Is a “Passenger Bill of Rights” the answer to bad airline behavior?

There’s no denying the recent string of high-profile episodes of airlines mistreating their customers– whether it’s forcing passengers to spend nine hours in a grounded plane, booting off beautiful girls for their revealing clothes (the nerve!), or inadvertently boarding an 83-year-old woman on a flight to Puerto Rico instead of her actual destination, New York.

After every such incident, it seems someone writes a blog post or an op-ed about how a “Passenger Bill of Rights” would prevent similar misbehavior in the future. But would it?

Not according to George Petsikas, the president of Canada’s National Airlines Council. He says that enacting a such a law would cause airfares to skyrocket since under Canada’s version of the Bill of Rights, airlines would be fined for, among other things, leaving passengers in the plane on the tarmac for over one hour ($500 per person per hour), as well as failing to notify passengers of delays in a timely manner ($1,000 per instance).

Although I am loath to agree with the spokesman for the big, bad, evil airlines, it does seem as if the proposed fines are excessive, and that these costs would merely be passed on to the consumers. I have no doubt that, when airlines “strand” people on the runways for ninety minutes waiting for take-off, they’re actually doing their best to get the plane in the air. Sitting on the tarmac for an extended period of time is inconvenient, frustrating, and uncomfortable, but it is also usually not the airline’s fault. (Nine hours is another story altogether.)

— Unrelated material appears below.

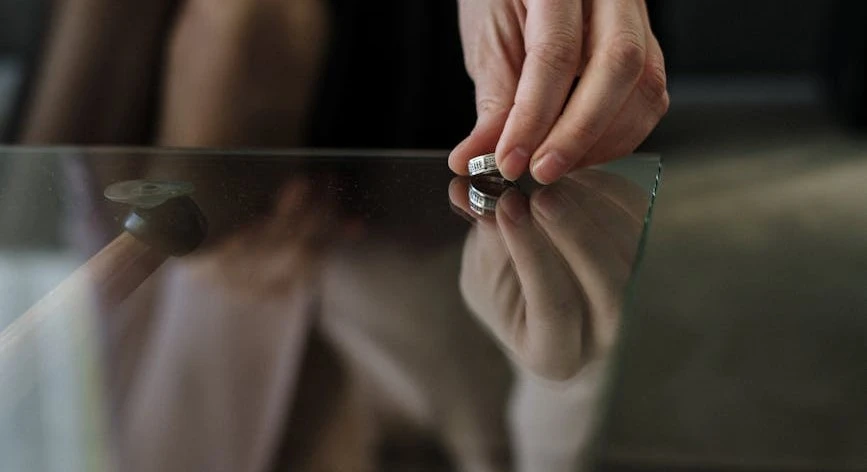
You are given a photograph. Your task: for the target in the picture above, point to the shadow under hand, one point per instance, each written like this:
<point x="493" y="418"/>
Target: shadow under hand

What is needed is not governmental micro-management of the airlines– fifty minutes on the tarmac is okay, but sixty minutes is not– but rather a minimal set of standards of behavior which airlines must live up to. For example, an airline may not allow passengers to wait on the tarmac for over three hours. An airline may not bump a passenger from a flight without offering them reasonable compensation.

When you start fining airlines for every little offense, they will simply raise ticket prices. In effect, we’ll be taking money out of our left pockets to buy the airline tickets, and putting it into our right pockets to compensate ourselves for the airline’s misbehavior.